Another Condo Complex

The threatening reality is real estate development. The Green Mansions Home for the Elderly has been sold to developers who want to turn the property into another condominium complex. The story, such as it is between flashbacks and fantasies, is about how the survivors try to make room for themselves while the bulldozers are already on the turf, beginning to shove them out of shelter. At ground level, the book is a reminder that one person’s real estate improvement is another person’s eviction.

At a loftier level, the book is about shelter from within. Goldman’s first novel, “Sounding the Territory,” had a crowd of zanies fleeing reality by bus. This time, the inmates put aside their problems in rides of recollection, again creating a kind of Grand Hotel or Bridge of San Luis Rey to explore human differences set in a human commons.

The characters do come alive: Honora, the staunch black director who tries to find new places for her old charges; Johanna, another frequent visitor, who once decided not to marry because, that way, “no one gets hurt”; Hannah, Johanna’s grandmother, who stopped speaking voluntarily because she had decided to die; David, who shaves and showers to maintain dignity.

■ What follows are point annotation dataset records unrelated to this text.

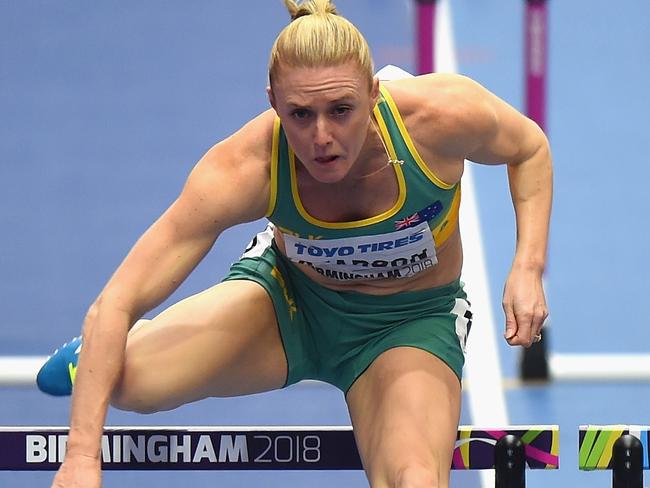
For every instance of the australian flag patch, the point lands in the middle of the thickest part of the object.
(426, 214)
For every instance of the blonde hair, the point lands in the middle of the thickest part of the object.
(318, 36)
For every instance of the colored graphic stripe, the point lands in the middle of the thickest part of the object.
(470, 455)
(585, 448)
(464, 448)
(597, 441)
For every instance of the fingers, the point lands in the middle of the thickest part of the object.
(511, 323)
(523, 327)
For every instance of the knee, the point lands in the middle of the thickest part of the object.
(418, 475)
(133, 400)
(136, 392)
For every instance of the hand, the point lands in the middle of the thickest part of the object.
(525, 307)
(79, 471)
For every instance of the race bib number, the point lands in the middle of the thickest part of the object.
(398, 254)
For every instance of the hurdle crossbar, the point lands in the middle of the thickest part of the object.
(596, 442)
(252, 448)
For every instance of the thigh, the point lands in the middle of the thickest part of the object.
(223, 341)
(405, 411)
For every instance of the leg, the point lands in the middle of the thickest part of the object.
(224, 341)
(405, 409)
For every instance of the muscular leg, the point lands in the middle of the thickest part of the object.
(224, 341)
(405, 410)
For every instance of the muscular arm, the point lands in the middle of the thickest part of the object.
(228, 186)
(506, 136)
(465, 121)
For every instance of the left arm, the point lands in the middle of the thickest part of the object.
(507, 136)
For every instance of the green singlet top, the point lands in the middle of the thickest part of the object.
(398, 243)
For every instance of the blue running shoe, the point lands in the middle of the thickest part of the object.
(56, 376)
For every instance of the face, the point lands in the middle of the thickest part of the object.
(325, 113)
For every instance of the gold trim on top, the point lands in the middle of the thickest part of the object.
(409, 142)
(449, 223)
(275, 149)
(401, 183)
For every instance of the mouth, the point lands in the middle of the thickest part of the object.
(326, 159)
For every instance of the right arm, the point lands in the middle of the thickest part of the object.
(230, 185)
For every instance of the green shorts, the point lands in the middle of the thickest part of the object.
(334, 336)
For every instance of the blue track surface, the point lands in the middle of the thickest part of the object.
(105, 107)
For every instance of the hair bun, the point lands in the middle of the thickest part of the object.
(310, 7)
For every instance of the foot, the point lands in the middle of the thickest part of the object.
(56, 376)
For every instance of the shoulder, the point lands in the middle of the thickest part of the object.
(451, 111)
(235, 172)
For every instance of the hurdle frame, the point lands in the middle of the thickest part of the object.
(258, 448)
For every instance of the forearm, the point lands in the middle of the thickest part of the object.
(100, 364)
(531, 188)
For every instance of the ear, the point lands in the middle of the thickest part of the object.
(269, 93)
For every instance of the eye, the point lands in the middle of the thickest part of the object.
(341, 110)
(300, 114)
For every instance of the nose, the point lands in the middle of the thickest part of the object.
(322, 132)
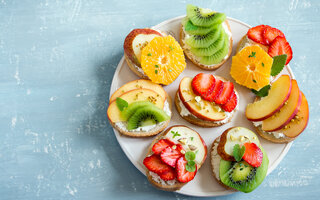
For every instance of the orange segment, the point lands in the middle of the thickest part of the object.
(163, 60)
(251, 67)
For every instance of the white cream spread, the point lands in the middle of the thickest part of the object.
(215, 159)
(123, 125)
(226, 29)
(157, 179)
(185, 112)
(274, 133)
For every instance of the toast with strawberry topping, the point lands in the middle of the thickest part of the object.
(172, 167)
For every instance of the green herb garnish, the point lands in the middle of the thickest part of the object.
(121, 103)
(238, 152)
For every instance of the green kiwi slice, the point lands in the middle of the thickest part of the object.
(204, 17)
(145, 114)
(241, 175)
(213, 48)
(192, 29)
(218, 56)
(204, 41)
(133, 107)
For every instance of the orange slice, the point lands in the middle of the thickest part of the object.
(163, 60)
(251, 67)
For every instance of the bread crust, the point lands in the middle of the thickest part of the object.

There are peculiar parallels between Clara and Johanna, each of them having discovered ways to live alone by calling on other people. The trouble is blur, an uncertainty about where the edges--of memory and fantasy and flashback--begin. Goldman uses italics to separate Clara stories from Clara realities, but then, in an italicized story about Johanna, Johanna has a dream, setting up a fantasy within a fantasy. Blur is legitimate in all lives, the confusion between what we remember happened and what really happened, between wishing and waking. But even sympathetic readers resent getting lost along the way, trying to sort out imagined characters imagining other characters’ imaginations.

Goldman has created several inventive flower arrangements, of lives once in bloom now dried, of lives wilting and lives still to be ordered. Her sense of human continuity and shared space is as keen as her sense of mordant humor, always mixed with mercy. But her structure seems uncertain.